If any of these symptoms appear after the patient has left the place where he/ she received the injection, IMMEDIATELY consult a doctor.
Very common reactions (reported by more than 1 in 10 people): mild injection site pain; fatigue.
Common reactions (reported by less than 1 in 10 people but by more than 1 in 100 people): headache; nausea, vomiting; loss of appetite; diarrhoea, abdominal pain; muscle and joint pain; mild fever.
Uncommon reactions (reported by less than 1 in 100 people but by more than 1 in 1000 people): injection site redness.
Rare reactions (reported by less than 1 in 1000 people but by more than 1 in 10 000 people): injection site bump; slight and transient modifications of blood tests measuring liver activity.
Not known (cannot be estimated from the available data): fainting in response to injection; skin rash with or without itching.
Reporting of side effects: If the patient gets any side effects, talk to the doctor, pharmacist or nurse. This includes any possible side effects not listed.
By reporting side effects, the patient can help provide more information on the safety of this medicine.
As the vaccine is inactivated (it does not contain any bacteria or live virus), association with other inactivated vaccine(s) using a separate injection site should not induce any interactions.
This vaccine can be administered at the same time as any of the following vaccines but in separate injection sites, i.e. in another part of the body such as another arm or another leg, and must not be mixed in the same syringe: as a polysaccharide typhoid vaccine, as a yellow fever live vaccine.
This vaccine can be administered at the same time as immunoglobulins (antibodies obtained from blood donation) in two separate injection sites.
Avaxim 160 U may not work so well if it is given at the same time as the immunoglobulins. However, the patient will probably be protected against the hepatitis A infection.
This vaccine can be used as a booster dose in subjects who have received a first vaccination with another inactivated hepatitis A vaccine.

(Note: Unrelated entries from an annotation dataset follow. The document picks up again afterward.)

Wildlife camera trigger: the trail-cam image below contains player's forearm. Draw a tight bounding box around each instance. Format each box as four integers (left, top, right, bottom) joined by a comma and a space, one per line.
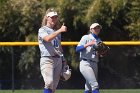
44, 30, 61, 42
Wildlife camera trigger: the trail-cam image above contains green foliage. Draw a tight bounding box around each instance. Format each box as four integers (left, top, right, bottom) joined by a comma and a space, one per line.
0, 0, 140, 88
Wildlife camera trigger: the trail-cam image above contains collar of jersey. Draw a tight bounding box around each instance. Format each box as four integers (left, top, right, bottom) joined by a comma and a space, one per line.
92, 34, 98, 40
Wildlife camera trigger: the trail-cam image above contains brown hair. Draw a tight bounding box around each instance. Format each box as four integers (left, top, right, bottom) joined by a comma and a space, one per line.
42, 8, 60, 29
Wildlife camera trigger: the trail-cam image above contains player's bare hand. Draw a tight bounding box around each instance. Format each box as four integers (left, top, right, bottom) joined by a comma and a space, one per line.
59, 23, 67, 32
87, 40, 96, 46
84, 40, 96, 47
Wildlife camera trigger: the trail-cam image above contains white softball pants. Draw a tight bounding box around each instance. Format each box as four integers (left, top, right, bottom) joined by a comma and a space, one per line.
40, 57, 62, 93
80, 60, 99, 91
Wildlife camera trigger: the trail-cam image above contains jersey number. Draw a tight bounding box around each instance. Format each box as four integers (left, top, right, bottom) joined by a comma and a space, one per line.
53, 39, 58, 47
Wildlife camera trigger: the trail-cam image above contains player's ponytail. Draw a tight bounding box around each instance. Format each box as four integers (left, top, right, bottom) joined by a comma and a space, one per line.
42, 8, 59, 29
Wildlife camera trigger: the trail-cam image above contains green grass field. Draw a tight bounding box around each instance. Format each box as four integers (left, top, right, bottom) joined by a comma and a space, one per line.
0, 89, 140, 93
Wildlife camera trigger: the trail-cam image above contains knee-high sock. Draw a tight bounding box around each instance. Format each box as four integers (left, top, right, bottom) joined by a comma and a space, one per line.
44, 89, 52, 93
92, 89, 99, 93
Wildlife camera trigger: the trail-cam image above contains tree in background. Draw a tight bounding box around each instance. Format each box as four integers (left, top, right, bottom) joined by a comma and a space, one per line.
0, 0, 140, 88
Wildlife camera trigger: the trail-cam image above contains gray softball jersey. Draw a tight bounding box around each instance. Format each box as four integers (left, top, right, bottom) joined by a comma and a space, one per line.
78, 34, 101, 62
38, 26, 62, 57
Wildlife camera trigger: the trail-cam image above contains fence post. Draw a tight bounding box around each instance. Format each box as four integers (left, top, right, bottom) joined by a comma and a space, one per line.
11, 47, 15, 92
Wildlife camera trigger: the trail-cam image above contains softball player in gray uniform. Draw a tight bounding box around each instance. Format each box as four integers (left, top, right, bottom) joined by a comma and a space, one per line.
38, 9, 67, 93
76, 23, 102, 93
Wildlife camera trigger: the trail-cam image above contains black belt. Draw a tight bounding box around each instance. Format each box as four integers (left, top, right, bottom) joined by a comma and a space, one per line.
81, 58, 95, 62
42, 55, 60, 58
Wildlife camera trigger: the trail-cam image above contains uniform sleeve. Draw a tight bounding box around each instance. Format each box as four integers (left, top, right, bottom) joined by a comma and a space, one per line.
38, 28, 48, 39
76, 35, 86, 52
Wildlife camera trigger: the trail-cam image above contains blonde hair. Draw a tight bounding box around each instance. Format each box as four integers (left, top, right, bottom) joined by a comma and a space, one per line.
42, 8, 59, 29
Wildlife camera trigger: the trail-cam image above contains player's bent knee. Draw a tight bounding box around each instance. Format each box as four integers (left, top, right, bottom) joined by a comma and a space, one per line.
91, 82, 99, 90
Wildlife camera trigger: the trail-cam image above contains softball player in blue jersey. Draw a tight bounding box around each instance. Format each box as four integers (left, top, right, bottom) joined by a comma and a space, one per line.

If the patient is taking or has recently taken any other medicines, even one obtained without a prescription, please tell the doctor or pharmacist.
If frozen, the vaccine should be discarded.
The vaccine should not be used if it contains foreign particles.
Store in a refrigerator (2-8°C).
Do not freeze.
Medicines should not be disposed of via wastewater or household waste. Ask the pharmacist how to dispose of medicines no longer required. These measures will help to protect the environment.
J07BC02 - hepatitis A, inactivated, whole virus ; Belongs to the class of hepatitis viral vaccines.
Vaccine inj (pre-filled syringe w/ or w/o needle, turbid and whitish suspension) 160 units/0.5 mL x 1's.